On dit figurément, qu'un homme est un cameleon, quand il change d'advis ou de resolution, de parti ; à cause qu'on a creu faussement jusqu'icy que le cameleon changeoit de couleur à tout moment. On dit aussi de celuy qui apparemment n'a pas dequoy vivre, que c'est un cameleon, qu'il vit de vent, à cause de la vieille erreur où on étoit que le cameleon en vivoit.

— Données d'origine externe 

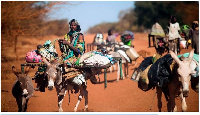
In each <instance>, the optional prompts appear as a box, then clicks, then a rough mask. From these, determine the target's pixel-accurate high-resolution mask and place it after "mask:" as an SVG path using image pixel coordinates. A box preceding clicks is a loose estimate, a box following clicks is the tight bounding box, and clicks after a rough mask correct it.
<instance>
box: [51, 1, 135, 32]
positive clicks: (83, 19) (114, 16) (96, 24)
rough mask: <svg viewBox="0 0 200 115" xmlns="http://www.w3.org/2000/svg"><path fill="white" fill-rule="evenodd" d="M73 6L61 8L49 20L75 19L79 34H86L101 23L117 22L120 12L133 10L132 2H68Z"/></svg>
mask: <svg viewBox="0 0 200 115" xmlns="http://www.w3.org/2000/svg"><path fill="white" fill-rule="evenodd" d="M70 3H71V4H73V5H65V6H62V8H60V9H59V10H56V12H53V13H52V15H51V16H50V18H51V19H68V20H71V19H76V20H77V21H78V22H79V24H80V26H81V32H82V33H84V32H86V31H87V30H88V29H89V28H90V27H93V26H95V25H97V24H100V23H102V22H117V21H119V18H118V16H119V13H120V11H122V10H127V9H130V8H134V1H70Z"/></svg>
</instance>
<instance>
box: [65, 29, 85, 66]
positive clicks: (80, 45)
mask: <svg viewBox="0 0 200 115" xmlns="http://www.w3.org/2000/svg"><path fill="white" fill-rule="evenodd" d="M80 34H81V33H79V32H76V31H75V32H69V33H68V34H66V35H65V37H64V39H65V40H66V41H67V42H69V43H71V44H72V45H73V46H74V47H75V48H78V50H79V53H78V54H77V53H76V52H74V51H72V50H70V48H69V47H68V46H67V45H65V47H66V50H65V51H64V52H63V54H62V57H63V61H64V62H65V63H67V64H72V63H75V62H76V61H77V59H78V58H79V57H80V55H82V54H83V53H84V50H85V43H84V40H79V39H78V38H79V35H80ZM70 36H71V37H72V41H70Z"/></svg>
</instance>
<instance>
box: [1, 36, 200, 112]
mask: <svg viewBox="0 0 200 115" xmlns="http://www.w3.org/2000/svg"><path fill="white" fill-rule="evenodd" d="M93 36H94V35H86V36H85V40H86V43H91V41H92V40H93ZM147 36H148V34H135V39H134V41H133V45H134V46H135V50H136V51H140V50H146V51H149V52H151V54H150V55H149V56H152V55H153V54H154V53H155V49H154V48H153V47H151V48H148V41H147V38H148V37H147ZM52 39H54V38H52ZM43 41H44V40H43ZM118 41H119V38H118ZM181 52H182V53H184V52H187V51H186V50H182V51H181ZM142 60H143V58H142V57H140V58H139V59H138V60H137V62H138V64H137V65H136V66H132V65H131V64H129V76H131V75H132V72H133V70H134V68H135V67H137V66H138V65H139V64H140V63H141V61H142ZM15 64H18V65H19V63H15ZM2 68H3V67H2ZM35 71H36V69H34V70H31V72H30V75H33V73H34V72H35ZM10 74H13V73H12V72H10ZM13 77H15V76H14V74H13ZM31 77H33V76H31ZM100 78H101V82H102V83H100V84H91V82H90V81H88V91H89V94H88V95H89V112H158V109H157V100H156V97H155V92H156V90H150V91H147V92H144V91H142V90H140V89H139V88H138V87H137V83H136V82H134V81H132V80H130V77H129V78H125V79H124V80H120V81H118V82H117V81H116V78H117V73H116V71H115V72H112V73H109V72H108V74H107V79H108V84H107V86H108V87H107V88H106V89H104V84H103V80H104V75H103V74H101V75H100ZM13 83H14V81H8V80H2V81H1V112H17V110H18V109H17V104H16V102H15V99H14V97H13V96H12V94H11V88H12V85H13ZM154 97H155V98H154ZM77 99H78V95H75V94H71V102H70V104H69V105H68V96H66V97H65V99H64V102H63V110H64V112H72V111H73V108H74V107H75V104H76V102H77ZM162 101H163V109H162V111H163V112H166V111H167V104H166V101H165V99H164V97H163V98H162ZM176 102H177V107H178V111H181V103H180V102H181V100H180V98H177V99H176ZM186 102H187V105H188V109H187V111H188V112H199V95H198V93H196V92H194V91H193V90H192V89H190V93H189V97H188V98H186ZM150 108H151V110H150ZM83 109H84V99H83V100H82V102H81V103H80V105H79V107H78V111H79V112H83ZM27 111H28V112H58V106H57V96H56V91H55V89H54V90H53V91H48V90H47V89H46V92H45V93H41V92H34V96H33V97H31V98H30V101H29V103H28V110H27Z"/></svg>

Le cameleon est la matiere d'une serieuse meditation que fait Tertullien sur la fausse apparence, & il le propose comme le symbole des trompeurs & des fanfarons. Ce mot signifie petit lion, ou chameau-lion chez les Grecs, selon l'étymologie d'Isidore. Licetus croit que ce nom luy a été donné, à cause que comme le lion chasse aux autres bestes, de même le cameleon chasse aux mouches : par la même raison qu'un certain ver qui chasse & prend les fourmis, qu'Albert le Grand a descrit, est appellé formica-leo ; & qu'une petite escrevisse de mer est nommée lion, parce qu'elle est de la couleur du lion, à ce que disent Pline & Athenée.

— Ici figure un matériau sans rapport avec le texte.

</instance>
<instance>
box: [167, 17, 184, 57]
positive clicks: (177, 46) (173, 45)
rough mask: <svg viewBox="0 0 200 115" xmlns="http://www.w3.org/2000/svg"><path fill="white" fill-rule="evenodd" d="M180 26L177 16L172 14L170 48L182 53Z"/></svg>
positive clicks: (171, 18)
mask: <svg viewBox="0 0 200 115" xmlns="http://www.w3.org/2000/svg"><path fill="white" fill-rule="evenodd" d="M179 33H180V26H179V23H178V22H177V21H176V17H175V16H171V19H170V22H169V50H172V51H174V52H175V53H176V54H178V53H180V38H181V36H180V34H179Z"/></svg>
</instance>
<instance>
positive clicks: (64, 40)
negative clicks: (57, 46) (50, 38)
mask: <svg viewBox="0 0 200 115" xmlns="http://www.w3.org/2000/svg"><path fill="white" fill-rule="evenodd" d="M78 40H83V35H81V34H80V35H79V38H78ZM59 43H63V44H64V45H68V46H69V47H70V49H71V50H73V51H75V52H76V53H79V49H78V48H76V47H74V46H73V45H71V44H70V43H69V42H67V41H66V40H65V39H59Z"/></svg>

Matthiole rapporte plusieurs superstitions des Anciens touchant le cameleon. Il ont dit que sa langue qu'on luy avoit arrachée étant en vie, servoit à faire gagner le procés de celuy qui la portoit : qu'on faisoit tonner & pleuvoir, si on brusloit sa teste & son gosier avec du bois de chesne, ou si on rostissoit son foye sur une tuile rouge : que si on luy arrachoit l'oeuil droit étant en vie, cet oeuil mis en laict de chevre ostoit les tayes : que sa langue liée sur une femme enceinte, la faisoit accoucher sans danger : que sa maschoire droite ostoit toute peur & frayeur, étant portée sur soy : & que sa queuë arrestoit des rivieres. Ce qui monstre que les Naturalistes ont dit des choses aussi fabuleuses que les Poëtes. Pline dit que Demoerite avoit fait un livre entier de ces superstitions. Et Solin dit, qu'il y a une telle antipathie entre le corbeau & le cameleon, que celuy-là meurt incontinent aprés qu'il a mangé de sa chair : ce qui est faux ; quoy que quelques Modernes assûrent que le cameleon pour éviter les serpents monte sur des arbres, & que de là il les espie pour les faire mourir par sa bave qu'il laisse tomber sur eux. Pline s'est aussi fort trompé, quand il a dit qu'il y avoit des cameleons qui étoient aussi grands que des crocodiles.